Entre temps, on recevait à Blanckenberg de nouvelles questions de Madame Royale. Sa légitime curiosité, loin d'être satisfaite par les détails que lui avait envoyés son oncle, était encore plus excitée. Elle voulait savoir si son père n'avait pas laissé à l'abbé Edgeworth des instructions secrètes par écrit ou même des écrits sur ce qui s'était passé durant sa captivité, et enfin comment le courageux abbé s'était enfui de Paris.

«... Je conçois fort bien que ces affreux détails vous attachent, lui répondait le roi, et pour vous satisfaire, j'y vais revenir. Votre malheureux père n'a rien laissé par écrit à l'abbé Edgeworth, et cela n'est pas étonnant. Résigné depuis longtemps à la mort, il ne se flattait pas d'avoir le secours d'un prêtre catholique, vous l'avez certainement su. D'ailleurs, la preuve en est dans son testament. D'après cette triste idée, il avait fait des dispositions dont je vais vous parler tout à l'heure, et lorsqu'il obtint de voir l'abbé Edgeworth, il n'eut plus à l'entretenir que de son salut éternel. Ce qui regardait le monde, il le confia à M. de Malesherbes. En voici la preuve dans l'extrait littéral d'une lettre que ce dernier m'écrivit peu de temps après:

«J'ai vu le roi dans les derniers jours de sa vie; c'est même moi qui ai eu la douloureuse fonction de lui annoncer le jugement qui venait d'être rendu en ma présence.

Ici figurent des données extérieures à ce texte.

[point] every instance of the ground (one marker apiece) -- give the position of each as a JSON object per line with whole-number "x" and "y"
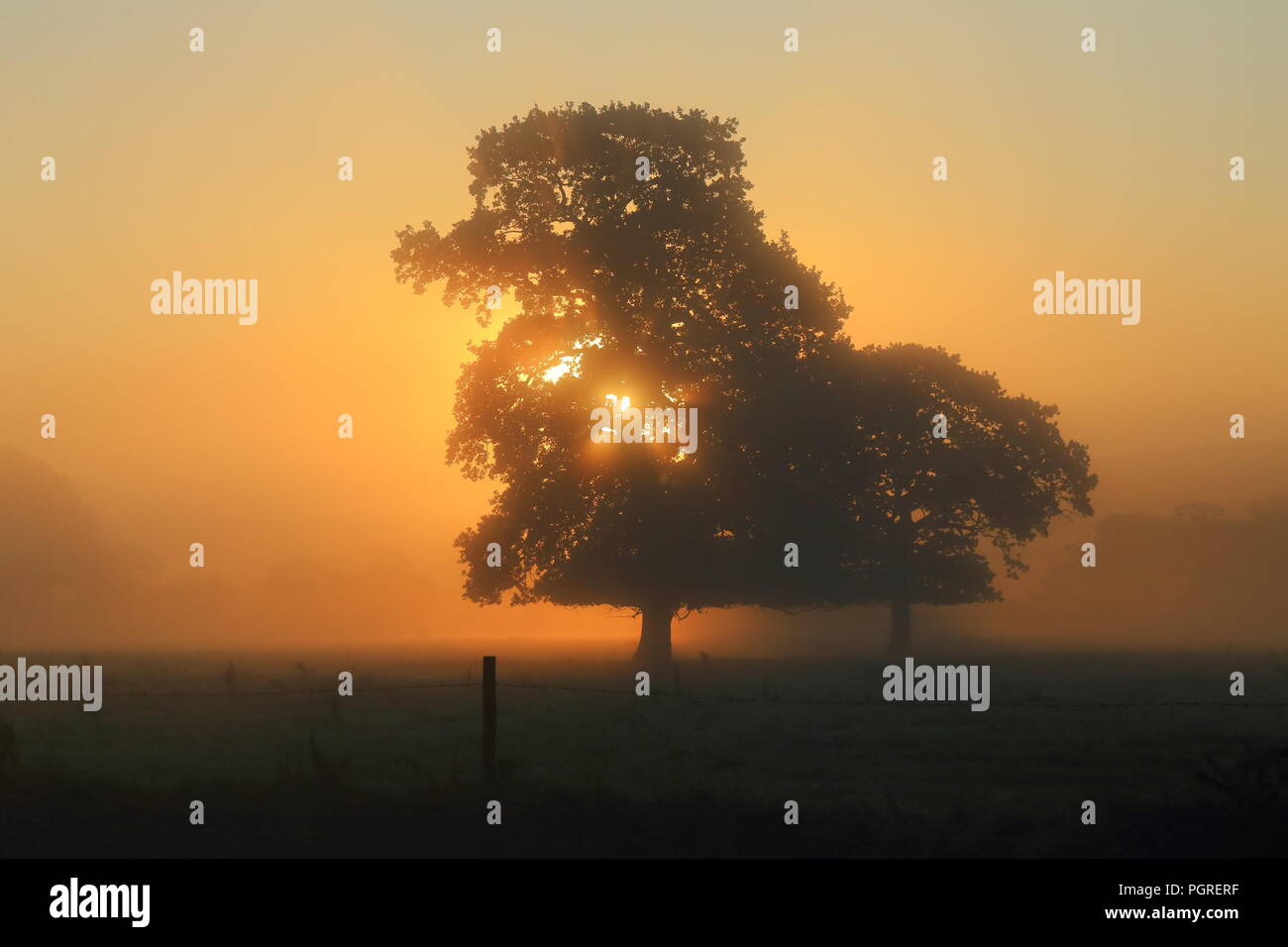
{"x": 600, "y": 771}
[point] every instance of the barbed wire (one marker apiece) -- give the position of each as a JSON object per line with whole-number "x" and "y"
{"x": 719, "y": 698}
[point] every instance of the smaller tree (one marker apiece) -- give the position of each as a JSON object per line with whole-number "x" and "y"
{"x": 923, "y": 505}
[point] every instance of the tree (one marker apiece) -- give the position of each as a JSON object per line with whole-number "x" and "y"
{"x": 921, "y": 506}
{"x": 652, "y": 282}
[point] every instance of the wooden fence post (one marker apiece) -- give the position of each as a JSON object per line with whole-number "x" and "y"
{"x": 489, "y": 718}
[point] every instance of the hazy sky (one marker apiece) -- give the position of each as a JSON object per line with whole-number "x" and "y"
{"x": 223, "y": 163}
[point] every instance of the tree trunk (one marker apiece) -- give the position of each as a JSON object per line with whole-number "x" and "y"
{"x": 901, "y": 628}
{"x": 655, "y": 651}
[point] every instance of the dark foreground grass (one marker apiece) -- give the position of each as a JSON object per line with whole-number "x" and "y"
{"x": 608, "y": 774}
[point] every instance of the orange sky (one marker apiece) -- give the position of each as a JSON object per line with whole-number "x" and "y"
{"x": 191, "y": 428}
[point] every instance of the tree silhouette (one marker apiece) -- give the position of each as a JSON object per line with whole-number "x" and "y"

«Là, j'ai vu sa grande âme tout entière, le sang-froid inaltérable avec lequel il a écouté mon récit et m'a interrogé sur quelques circonstances, comme sur celles d'une affaire qui lui serait étrangère, la résignation avec laquelle il a fait le sacrifice de sa vie, et en même temps sa vive sensibilité sur le malheur de ceux qui sont condamnés à lui survivre, sa reconnaissance pour ceux à qui il croyait en devoir, et en même temps son indulgence pour les erreurs de ceux qui ont de grands reproches à se faire, ce que Monseigneur aura aussi vu dans son testament.

«Je le vis encore le soir de ce jour-là; car ce ne fut que le lendemain que l'entrée de la prison me fut interdite. J'admirai encore la présence d'esprit avec laquelle il discutait tout et prévoyait tout. Il me fit même dépositaire de quelques-uns de ses sentiments et de ses volontés... DE MALESHERBES, le 10 mars 1793.»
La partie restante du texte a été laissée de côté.